"Życie jest zupełnie inne". Dwa lata po katastrofie

"Życie jest zupełnie inne"
"Życie jest zupełnie inne"
Źródło: TVN24

- Trzeba było zrezygnować z wielu planów. Marzeń, które mieliśmy wspólnie - przyznaje Jacek Świat, wdowiec po posłance PiS, Aleksandrze Natalli-Świat. W specjalnym wydaniu programu "Polski i Świat" o życiu po katastrofie pod Smoleńskiem opowiadają również rodzinny innych ofiar, a także m.in.
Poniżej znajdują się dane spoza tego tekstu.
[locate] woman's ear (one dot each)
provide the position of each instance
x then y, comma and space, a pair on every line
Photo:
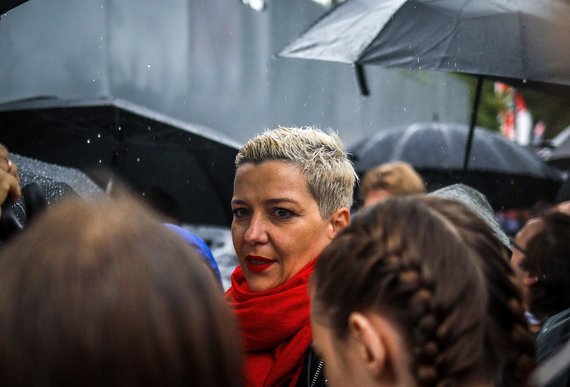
338, 221
371, 350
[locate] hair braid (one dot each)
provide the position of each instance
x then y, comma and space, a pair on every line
380, 262
509, 344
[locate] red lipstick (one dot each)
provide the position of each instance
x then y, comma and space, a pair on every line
258, 264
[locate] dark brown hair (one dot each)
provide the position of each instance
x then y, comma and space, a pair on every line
102, 294
509, 344
407, 262
548, 259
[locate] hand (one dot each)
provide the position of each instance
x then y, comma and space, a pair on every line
9, 177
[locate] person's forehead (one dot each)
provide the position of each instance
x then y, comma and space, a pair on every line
531, 227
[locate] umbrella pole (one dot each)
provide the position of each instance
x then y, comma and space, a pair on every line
478, 89
361, 80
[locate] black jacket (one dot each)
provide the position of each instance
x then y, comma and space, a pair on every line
313, 373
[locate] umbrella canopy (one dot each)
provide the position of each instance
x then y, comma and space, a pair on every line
515, 40
44, 184
193, 164
510, 175
7, 5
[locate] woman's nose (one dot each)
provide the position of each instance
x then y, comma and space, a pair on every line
256, 231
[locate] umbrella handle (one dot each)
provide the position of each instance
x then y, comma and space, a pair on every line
34, 203
9, 223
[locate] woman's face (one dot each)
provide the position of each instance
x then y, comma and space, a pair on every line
277, 227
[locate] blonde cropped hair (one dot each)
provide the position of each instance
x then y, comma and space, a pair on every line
320, 156
398, 177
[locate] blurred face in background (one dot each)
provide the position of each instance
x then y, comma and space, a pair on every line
376, 196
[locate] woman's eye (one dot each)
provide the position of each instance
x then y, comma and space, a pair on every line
282, 213
240, 212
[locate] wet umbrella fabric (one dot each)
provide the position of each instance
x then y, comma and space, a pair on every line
192, 163
559, 154
509, 175
516, 40
43, 184
7, 5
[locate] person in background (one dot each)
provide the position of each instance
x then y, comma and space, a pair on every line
509, 343
390, 179
519, 245
199, 245
293, 190
100, 293
547, 266
399, 299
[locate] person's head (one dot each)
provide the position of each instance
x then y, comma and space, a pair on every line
547, 262
292, 194
399, 299
102, 294
519, 245
390, 179
509, 345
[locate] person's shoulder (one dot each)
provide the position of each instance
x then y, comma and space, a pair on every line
554, 332
313, 372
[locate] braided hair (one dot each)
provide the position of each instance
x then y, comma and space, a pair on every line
509, 344
408, 263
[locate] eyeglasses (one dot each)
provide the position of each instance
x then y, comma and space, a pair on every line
516, 246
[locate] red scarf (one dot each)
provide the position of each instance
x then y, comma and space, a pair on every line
275, 327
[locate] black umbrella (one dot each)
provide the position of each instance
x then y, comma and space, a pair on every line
515, 40
511, 176
193, 164
558, 153
43, 184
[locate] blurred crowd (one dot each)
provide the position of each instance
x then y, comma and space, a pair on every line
411, 289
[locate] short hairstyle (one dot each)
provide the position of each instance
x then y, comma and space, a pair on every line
405, 261
398, 177
102, 294
320, 156
547, 257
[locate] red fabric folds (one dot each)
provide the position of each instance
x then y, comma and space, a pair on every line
275, 327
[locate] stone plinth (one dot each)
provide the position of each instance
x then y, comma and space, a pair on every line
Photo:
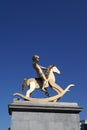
44, 116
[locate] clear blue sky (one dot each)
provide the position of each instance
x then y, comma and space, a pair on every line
57, 32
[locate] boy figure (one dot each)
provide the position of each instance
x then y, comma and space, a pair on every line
39, 69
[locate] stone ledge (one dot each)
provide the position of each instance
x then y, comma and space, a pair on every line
54, 107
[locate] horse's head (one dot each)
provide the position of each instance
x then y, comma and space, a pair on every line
55, 69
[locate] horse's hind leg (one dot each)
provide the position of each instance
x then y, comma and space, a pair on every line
32, 88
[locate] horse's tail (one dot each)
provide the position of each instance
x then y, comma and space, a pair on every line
24, 83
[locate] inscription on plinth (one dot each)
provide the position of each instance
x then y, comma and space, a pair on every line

Rosjanie, ludzie z ruchu Solidarni 2010 i polscy archeolodzy, którzy pracowali na miejscu katastrofy.

- Tata był bardzo aktywną osobą. Otrzymywałem zaproszenia od różnych osób, na które starałem się w miarę możliwości odpowiedzieć. Dosłownie zaraz po powrocie ze Smoleńska miał złożyć projekt w Sejmie. Chcąc wypełniać te jego zobowiązania, postanowiłem się tym zająć. To była próba zastąpienia ojca. Na tyle, ile mogłem - opowiada Jakub Płażyński, syn tragicznie zmarłego Macieja Płażyńskiego.

Forma inspiracji

Tradycję tragicznie zmarłego ojca kontynuuje również Paweł Kurtyka. - Dla mnie formą inspiracji, płynącej z pracy mojego taty, było założenie stowarzyszenia Studenci dla Rzeczypospolitej. To forma pracy dla Polski, podnoszenia ważnych tematów - tłumaczy syn byłego szefa IPN, Janusza Kurtyki.

Inny tryb życia

Po katastrofie smoleńskiej do nowego życia musiał przystosować się również Jacek Świat, wdowiec po posłance PiS, Aleksandrze Natalli-Świat.

- Życie jest zupełnie inne, zupełnie inny tryb życia. Trzeba było zrezygnować z wielu planów, marzeń, które mieliśmy wspólnie - podkreśla Świat.

Marta Kaczyńska liczy, że zmarli tragicznie rodzice będą jednoczyć rodaków, a nie dzielić. - Im na sercu leżało dobro Polski, tak jak nam wszystkim powinno, bez względu na podziały polityczne - wspomina córka zmarłej w katastrofie pary prezydenckiej.